Lettau, August, geb. 03.02.1859 in Gerwischkehmen, Kr. Gumbinnen, gest. 27.10.1929. Er war von Beruf Lehrer, hatte Karalene absolviert und wurde einer der er­folgreichsten Beobachter unserer heimischen Pflanzenwelt. Seine Forschungsergeb­nisse sind in den Berichten des Preußischen Botanischen Vereins 1896—1927 ver­öffentlicht; er hat 7 ostpreußische Kreise ganz und 4 ergänzend durchforscht.


von Leyden, Ernst, geb. 20.04.1832 in Danzig, gest. 05.10.1910 in Berlin, als Mili­tärarzt in Gumbinnen stationiert, später genoss er als Arzt Weltruf, zu seinen Patien­ten gehörten Bismarck, Fürst Bülow, der Schah von Persien, Kaiser Friedrich und Kaiser Alexander III. von Russland. 


von Lyncker, Frhr., Landrat und Rittergutsbesitzer in Nemmersdorf war der erste Landrat im Kreise Gumbinnen 1818—1840. Er war ein eifriger Förderer der Land­wirtschaft und Mitbegründer der Landwirtschaftlichen Gesellschaft und der Zeitschrift „Georgine". 


Lölhöffel von Löwensprung, Albrecht, geb. 03.01.1686 in Insterburg, gest. 10.01.1733 in Georgenburg, studierte seit 1703 in Königsberg, 1713 war er litauischer Kam­merrat in Tilsit, wurde wegen seiner Kenntnis der litauischen Sprache auf Wunsch des Grafen Alexander zu Dohna zu der Domänenkommission gezogen. Am 11. März 1721 wurde er bei der Wiedervereinigung der litauischen und ostpreußischen Amts­kammer Preußischer Kammerrat in Königsberg. Im März 1722 weilt er mit dem Kammerdirektor v. Bredow in Berlin zu Konferenzen mit dem König über das Retablissement Ostpreußens, wurde Mitglied der großen Retablissementskommission unter dem Minister von Görne. 1723 wurde er Kriegs- und Domänenrat in Königs­berg, am 29.12.1723 Mitglied der neu errichteten litauischen Kammerdeputation in Gumbinnen. Drei Tage vor seinem Tode, der auf einer Dienstreise in Georgenburg erfolgte, wurde er zum Direktor der litauischen Deputation ernannt.

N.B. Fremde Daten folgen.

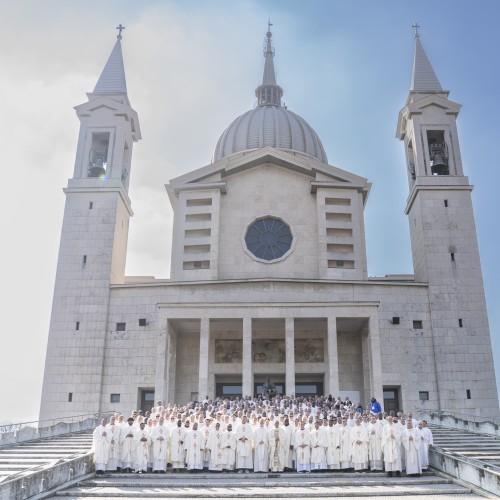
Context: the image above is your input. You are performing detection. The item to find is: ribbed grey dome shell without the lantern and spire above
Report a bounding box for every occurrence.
[214,105,328,163]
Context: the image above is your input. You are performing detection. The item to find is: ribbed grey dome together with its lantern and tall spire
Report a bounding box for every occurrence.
[213,24,328,163]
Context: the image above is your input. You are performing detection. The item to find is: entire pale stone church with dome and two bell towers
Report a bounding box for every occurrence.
[40,26,498,419]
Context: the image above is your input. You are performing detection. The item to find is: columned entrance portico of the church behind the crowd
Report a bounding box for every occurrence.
[155,303,382,401]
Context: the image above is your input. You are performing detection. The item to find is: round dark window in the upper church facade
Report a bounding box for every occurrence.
[245,217,293,261]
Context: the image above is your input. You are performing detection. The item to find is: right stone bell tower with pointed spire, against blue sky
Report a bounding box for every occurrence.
[397,24,499,416]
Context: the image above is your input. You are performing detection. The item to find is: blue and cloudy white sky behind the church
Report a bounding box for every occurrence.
[0,0,500,423]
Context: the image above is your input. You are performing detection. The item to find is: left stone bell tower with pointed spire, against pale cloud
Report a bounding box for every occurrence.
[40,25,141,420]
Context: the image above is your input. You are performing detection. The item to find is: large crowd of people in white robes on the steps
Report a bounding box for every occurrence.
[93,395,432,476]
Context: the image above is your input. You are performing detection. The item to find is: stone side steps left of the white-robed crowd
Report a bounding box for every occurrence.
[0,431,92,484]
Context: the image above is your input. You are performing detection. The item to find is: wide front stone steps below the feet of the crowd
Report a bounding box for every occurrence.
[49,472,480,500]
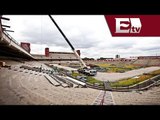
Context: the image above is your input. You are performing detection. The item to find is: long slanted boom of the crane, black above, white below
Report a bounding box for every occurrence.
[49,15,86,67]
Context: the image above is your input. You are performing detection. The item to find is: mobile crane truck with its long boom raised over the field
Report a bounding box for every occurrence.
[49,15,97,75]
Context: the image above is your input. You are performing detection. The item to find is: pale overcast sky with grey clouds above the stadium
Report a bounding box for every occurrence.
[2,15,160,58]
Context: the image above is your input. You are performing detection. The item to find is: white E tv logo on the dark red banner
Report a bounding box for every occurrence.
[115,18,142,33]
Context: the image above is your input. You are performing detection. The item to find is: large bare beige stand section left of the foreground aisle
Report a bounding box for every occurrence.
[0,62,99,105]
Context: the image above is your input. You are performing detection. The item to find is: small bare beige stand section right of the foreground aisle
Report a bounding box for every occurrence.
[112,86,160,105]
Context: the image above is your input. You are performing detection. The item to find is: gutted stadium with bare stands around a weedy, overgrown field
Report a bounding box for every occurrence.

Lohmeyer, Karl Heinrich, geb. 24.09.1832 in Gumbinnen, gest. 15.05.1909 in Königsberg, er wurde ohne Arme geboren, kam zehnjährig in die Elementarschule, 12-jährig zum Friedrichsgymnasium in Gumbinnen, bestand 1852 das Abitur und stu­dierte in Königsberg Geschichte, promovierte über Richard I. von England, wurde 1866 Privatdozent, seine Antrittsvorlesung „Über den heutigen Stand der Forschung auf dem Gebiete unserer Provinzialforschung" bedeutete sein Programm: Abkehr von der romantischen Geschichtsschreibung Johannes Voigts und Übergang zur quellenkritischen Schule, wie sie von den Herausgebern der Scriptores rerum Prussicarum und den Ermländern im letzten Jahrzehnt inauguriert war. 1873 wurde er a. o. Professor der Geschichte mit dem Lehrauftrag für altpreußische Landesge­schichte. Dieser widmete er sich fast ausschließlich. Als wichtigstes Ergebnis seiner Forschungen erschien 1880 der 1. Teil der Geschichte von Ost- und Westpreußen. Un­ter den Veröffentlichungen des Geschichtsvereins gab L. das Haushaltungsbuch des Kaspar Nostiz heraus, eine sehr wertvolle Quelle für die preußische Geschichte des 16. Jahrhunderts.


Ludwich, Konstantin Herrmann Arthur, geb. 18.05.1840 in Lyck, gest. 12.11.1920 in Königsberg, besuchte das Gymnasium in Gumbinnen, studierte in Königs­berg Theologie und Philologie, war ein ausgezeichneter Graecist; seine wissenschaft­liche Arbeit betraf vor allem die Werke Homers und seiner alten Erklärer von Alexandria bis Byzanz.